Ninja needs not only to learn these arts but also to master them

quote 2
Many movies that portray the Historical Ninja as a member of a mystical magical warrior family. The
ninja in the movies cast magic spells, project their images, become invisible, fly through the air or even
run across water. These inaccuracies are not particularly damaging to the legendary image of the ninja.
They even add to the mystery and popularity of ninjutsu. The ninja seems to overlook all concepts of
right and wrong and and all morality in order to achieve his self serving goals.
None of these concepts are even close to describing the real ninja.
More than eight hundred years of history stretch back to the founder of the system of ninjutu, Daisuke
Nishina of Togakure Village. After defeat at the hands of Heike troops, Daisuke escaped from his place
of birth in Nagano and moved to the remote region of Iga. He changed his name to Daisuke Togakure
and later was credited with founding the Togakure ryu of ninjutsu.
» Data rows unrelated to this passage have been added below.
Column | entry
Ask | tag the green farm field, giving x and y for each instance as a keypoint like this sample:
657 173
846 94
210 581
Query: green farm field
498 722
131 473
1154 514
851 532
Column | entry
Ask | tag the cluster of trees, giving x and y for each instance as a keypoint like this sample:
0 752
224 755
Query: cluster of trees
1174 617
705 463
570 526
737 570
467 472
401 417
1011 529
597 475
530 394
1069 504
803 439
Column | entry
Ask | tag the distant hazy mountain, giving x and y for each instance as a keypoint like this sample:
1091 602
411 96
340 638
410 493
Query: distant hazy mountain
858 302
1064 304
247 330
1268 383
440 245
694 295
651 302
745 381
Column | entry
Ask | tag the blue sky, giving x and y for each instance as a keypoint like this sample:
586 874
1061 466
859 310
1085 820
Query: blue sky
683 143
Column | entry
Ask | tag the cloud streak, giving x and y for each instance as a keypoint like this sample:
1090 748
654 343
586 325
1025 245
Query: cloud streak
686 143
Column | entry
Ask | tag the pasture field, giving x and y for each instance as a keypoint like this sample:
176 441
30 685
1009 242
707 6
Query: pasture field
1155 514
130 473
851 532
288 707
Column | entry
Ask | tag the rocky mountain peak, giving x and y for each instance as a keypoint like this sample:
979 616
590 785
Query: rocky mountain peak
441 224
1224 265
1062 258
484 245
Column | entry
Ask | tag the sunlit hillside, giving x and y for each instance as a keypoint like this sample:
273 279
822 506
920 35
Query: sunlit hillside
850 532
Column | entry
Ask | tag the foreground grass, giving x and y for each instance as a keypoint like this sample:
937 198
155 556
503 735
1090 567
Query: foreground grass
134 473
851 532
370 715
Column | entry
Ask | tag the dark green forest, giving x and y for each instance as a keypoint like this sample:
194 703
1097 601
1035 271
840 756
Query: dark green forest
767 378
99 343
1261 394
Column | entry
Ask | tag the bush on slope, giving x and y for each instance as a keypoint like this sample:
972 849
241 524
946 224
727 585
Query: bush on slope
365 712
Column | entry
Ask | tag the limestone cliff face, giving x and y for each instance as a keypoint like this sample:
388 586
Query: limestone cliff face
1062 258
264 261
is there ANYTHING in those 2 quotes that differentiates about your views you have stated, because they are on the first page, and also after researching alot of the other togakure aiki and taijutsu sites, they have also got alot of the other information right. as i said, i beleive what ive SEEN and thats that, i will not bother with this particular line of thought again.